Washington, March 20, 2015 - U.S. Representatives Bill Posey (R-FL) and Brad Sherman (D-CA) joined with U.S. Senators David Vitter (R-LA) and Jon Tester (D-MT) introduced the Policyholder Protection Act (H.R. 1478, S. 798), bipartisan legislation to ensure that your personal insurance policies won’t be raided to prop-up failing financial institutions.

“It’s simply wrong to force average middle-class families to put their homeowner’s or life insurance policies at risk because some Wall Street firm made a bad bet,” said U.S. Rep. Bill Posey, a member of the House Financial Services Committee.

“I strongly support this bipartisan, common-sense fix that needs to be made,” said U.S. Rep. Brad Sherman, also a member of the House Financial Services Committee. “It will insure that those with insurance policies will not have the security of those policies undermined by a contingency they could not foresee.”

“Returning discretion to insurance state regulators, rather than the federal government, will better protect consumers and taxpayers,” said U.S. Senator David Vitter, a member of the Senate Committee on Banking, Housing and Urban Affairs.

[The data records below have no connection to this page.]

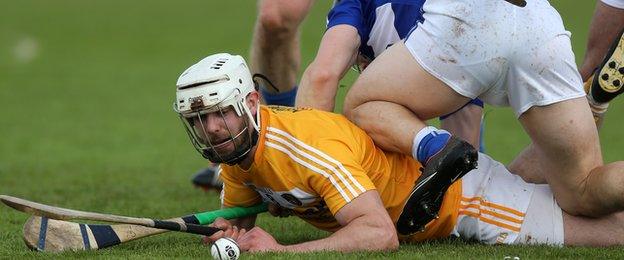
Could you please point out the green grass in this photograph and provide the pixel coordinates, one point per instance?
(86, 121)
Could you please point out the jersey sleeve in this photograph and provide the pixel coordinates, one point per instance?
(235, 193)
(337, 176)
(346, 12)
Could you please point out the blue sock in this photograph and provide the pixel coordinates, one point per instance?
(428, 142)
(281, 99)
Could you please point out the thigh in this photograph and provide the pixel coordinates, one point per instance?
(283, 14)
(543, 73)
(396, 77)
(543, 222)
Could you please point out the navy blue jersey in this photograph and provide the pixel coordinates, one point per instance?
(380, 23)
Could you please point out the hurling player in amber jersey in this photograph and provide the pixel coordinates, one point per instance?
(320, 167)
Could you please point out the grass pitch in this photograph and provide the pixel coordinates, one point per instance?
(86, 122)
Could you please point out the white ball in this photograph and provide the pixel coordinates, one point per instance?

“Insurance is designed to protect customers against risk, and policyholders shouldn’t be on the hook for a failing bank that’s tied to their insurer,” said U.S. Senator Jon Tester, a member of the Senate Committee on Banking, Housing and Urban Affairs. “This bill empowers state insurance regulators to protect policyholders, regardless of their organizational structure.”

Specifically, the bill clarifies the intended authority of state insurance regulators to wall-off insurance companies organized under thrift holding companies from being held financially responsible for an affiliated bank’s failure or financial stress. Under current law, there exists an opportunity that the state regulator would be kept out of the process of an FDIC orderly liquidation to ensure the proper steps are taken to protect policy holders. This legislation would ensure that all the tools are available to state insurance regulators to protect policyholders from undue harm and continue to pay claims regardless of the financial condition of an affiliated institution.